Glucosamine

  • Glucosamine is een zeer belangrijke stof voor de regeneratie van beschadigd gewrichtskraakbeen en bestrijding van de ontstekingsprocessen in de gewrichten. Wanneer de endogene glucosamineproductie tekortschiet, kan het lichaam ook glucosamine uit de voeding gebruiken. Er zijn echter maar weinig voedingsbronnen die rijk zijn aan glucosamine. Het komt van nature in grotere hoeveelheden voor in kraakbeen en de harde delen van schaaldieren, welke meestal niet als voedsel worden beschouwd. Het exacte werkingsmechanisme van glucosamine is nog onduidelijk, maar grofweg zijn er twee verschillende effecten: ten eerste levert het substraat voor de aanmaak van glycosaminoglycanen en proteoglycanen (zoals chondroïtinesulfaat en hyaluronan). Ten tweede heeft het ook een anabole prikkel. Het stimuleert de synthese van glycosaminoglycanen, proteoglycanen en collageen, zelfs in die mate dat kraakbeen zich enigszins kan herstellen. 
  • Glucosamine is een lichaamseigen stof die tot de groep aminosuikers behoort. Het is een verbinding tussen glucose en het aminozuur glutamine. Aminosuikers zijn enkelvoudige suikers (bijvoorbeeld glucose of galactose) met een aminogroep eraan vast. In gezonde omstandigheden wordt glucosamine gesynthetiseerd door chondrocyten (kraakbeencellen) met behulp van het enzym glucosaminesynthetase. Bij stijgende leeftijd lijkt de activiteit van dit enzym te verminderen, waardoor de hoeveelheid endogeen geproduceerd glucosamine afneemt. Al sinds de vroege jaren tachtig wordt onderzocht of deze afname een rol speelt in het ontstaan van artrose, en of glucosaminesuppletie dit verlies kan compenseren.


    Bouwstof van kraakbeen en bindweefsel
    Glucosamine dient als bouwstof voor en stimuleert de productie van: 

    • Proteoglycanen: glucosamine is het belangrijkste substraat voor de biosynthese van proteoglycanen. Proteoglycanen zijn onderdelen van de kraakbeenmatrix, die structuur, maar ook flexibiliteit geven aan het collageen. Gewrichtskraakbeen bestaat uit een matrix van collageen, met daar tussenin een gel van water, proteoglycanen en cellen (chondrocyten).
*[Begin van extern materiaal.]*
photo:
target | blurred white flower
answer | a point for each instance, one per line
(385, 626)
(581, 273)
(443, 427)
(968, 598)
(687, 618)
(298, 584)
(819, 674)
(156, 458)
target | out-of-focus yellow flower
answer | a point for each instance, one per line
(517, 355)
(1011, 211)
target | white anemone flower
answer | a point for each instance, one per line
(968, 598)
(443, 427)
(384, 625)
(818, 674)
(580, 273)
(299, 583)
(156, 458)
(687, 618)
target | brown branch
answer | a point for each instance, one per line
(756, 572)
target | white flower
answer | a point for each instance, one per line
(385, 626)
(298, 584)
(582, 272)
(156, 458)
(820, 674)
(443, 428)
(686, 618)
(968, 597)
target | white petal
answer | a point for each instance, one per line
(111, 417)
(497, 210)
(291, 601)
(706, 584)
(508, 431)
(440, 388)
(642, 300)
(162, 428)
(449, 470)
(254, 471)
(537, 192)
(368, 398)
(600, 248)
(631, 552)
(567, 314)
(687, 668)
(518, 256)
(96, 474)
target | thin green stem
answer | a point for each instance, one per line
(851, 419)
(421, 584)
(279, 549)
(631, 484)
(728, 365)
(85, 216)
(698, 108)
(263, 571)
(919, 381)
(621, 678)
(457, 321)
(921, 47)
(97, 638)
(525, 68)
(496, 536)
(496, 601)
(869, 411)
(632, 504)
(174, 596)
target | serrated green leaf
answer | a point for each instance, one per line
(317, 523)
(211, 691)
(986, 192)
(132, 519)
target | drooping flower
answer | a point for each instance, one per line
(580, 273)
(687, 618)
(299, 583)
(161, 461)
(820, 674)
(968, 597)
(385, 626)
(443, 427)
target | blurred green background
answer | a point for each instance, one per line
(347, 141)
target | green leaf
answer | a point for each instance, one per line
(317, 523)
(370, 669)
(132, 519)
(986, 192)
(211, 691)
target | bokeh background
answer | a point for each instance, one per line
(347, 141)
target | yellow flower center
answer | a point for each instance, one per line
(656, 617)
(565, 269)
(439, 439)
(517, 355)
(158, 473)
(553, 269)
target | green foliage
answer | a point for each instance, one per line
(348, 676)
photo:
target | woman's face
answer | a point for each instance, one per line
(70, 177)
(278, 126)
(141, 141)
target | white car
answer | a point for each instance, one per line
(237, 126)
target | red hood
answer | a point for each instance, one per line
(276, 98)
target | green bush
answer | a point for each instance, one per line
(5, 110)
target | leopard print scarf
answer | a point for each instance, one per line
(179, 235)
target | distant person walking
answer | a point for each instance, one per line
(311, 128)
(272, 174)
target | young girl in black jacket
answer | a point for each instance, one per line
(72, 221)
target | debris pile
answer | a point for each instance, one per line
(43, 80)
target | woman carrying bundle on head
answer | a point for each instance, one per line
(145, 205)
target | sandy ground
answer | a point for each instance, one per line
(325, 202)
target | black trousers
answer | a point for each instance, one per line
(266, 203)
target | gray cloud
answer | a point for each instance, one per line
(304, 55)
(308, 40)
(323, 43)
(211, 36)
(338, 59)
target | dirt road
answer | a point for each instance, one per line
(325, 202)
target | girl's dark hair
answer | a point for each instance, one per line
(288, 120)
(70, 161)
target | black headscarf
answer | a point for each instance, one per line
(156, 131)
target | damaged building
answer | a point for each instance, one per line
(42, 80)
Dit vormt in gezonde omstandigheden een soort stootkussen tussen de beide delen van het gewricht. Bij patiënten met artrose en andere gewrichtaandoeningen is deze functie verstoord. Er is dan een tekort aan proteoglycanen, doordat er niet meer voldoende voedingsstoffen door de kraakbeenmatrix aangevoerd kunnen worden. Daardoor raken de chondrocyten relatief ondervoed en kunnen niet meer adequaat kraakbeenmatrix produceren. Het resultaat is het dunner en minder veerkrachtig worden van het gewrichtskraakbeen en de tussenwervelschijven, en het nauwer worden van de gewrichtsholte door afname van de gewrichtsvloeistof. Proteoglycanen bestaan uit een kern van eiwitten, waaraan glycosaminoglycanen (vroeger mucopolysachariden genoemd) zijn gebonden. Het type glycosaminoglycaan dat aan het eiwit is gebonden (bijvoorbeeld chondroïtinesulfaat, dermatansulfaat, keratansulfaat, heparine) bepaalt de functionaliteit.
    • Glycosaminoglycanen (GAG’s): zijn lange, onvertakte ketens van disachariden, die een belangrijk bestanddeel vormen van collageenrijke weefsels, zoals kraakbeen, tussenwervelschijven, luchtpijp, botten, bindweefsel, vaatwanden en van de synoviale vloeistof (gewrichtsvloeistof). Samen vormen ze ook de kraakbeenmatrix. Wanneer de glycosaminoglycaanketens aan eiwitten worden gebonden, ontstaan proteoglycanen. Door hun negatieve elektrische lading stoten ze elkaar af en ontstaat een soort flessenborstelstructuur. Het gevolg hiervan is dat er ruimte wordt gecreëerd in het kraakbeen, en het daardoor steeds nadat het wordt ingedrukt weer uitzet en zijn oorspronkelijke vorm aanneemt. Voorbeelden van GAG’s zijn hyaluronan, chondroïtinesulfaat, heparine, dermatansulfaat en keratansulfaat.
    • Chondroïtinesulfaten zijn een belangrijke onderklasse van glycosaminoglycanen, benodigd voor de vorming van de proteoglycanen in gewrichtskraakbeen. Chondroïtinesulfaat is in principe ook te beschouwen als een glucosaminebron, aangezien chondroïtinesulfaat uit glucosaminebouwstenen is opgebouwd. 
    • Hyaluronan: glucosamine is ook de belangrijkste bouwsteen van hyaluronan (ook wel hyaluronzuur genoemd) in de gewrichten. Hyaluronan verhoogt de viscositeit in de synoviale vloeistof en verbetert zo de stootkussenfunctie en de smering van de gewrichten. Daarnaast heeft hyaluronan een belangrijke rol in de ogen (glasachtig lichaam), de huid en de navelstreng.
    • Collageen: collageen is een zogenaamd glycoproteïne, waarvoor glucosamine ook bouwstenen levert. Collageenvezels geven de structuur, ‘het skelet’, in kraakbeen waartussen de gel van water en proteoglycanen zich beweegt. Glucosaminesuppletie stimuleert de synthese van collageen door chondrocyten.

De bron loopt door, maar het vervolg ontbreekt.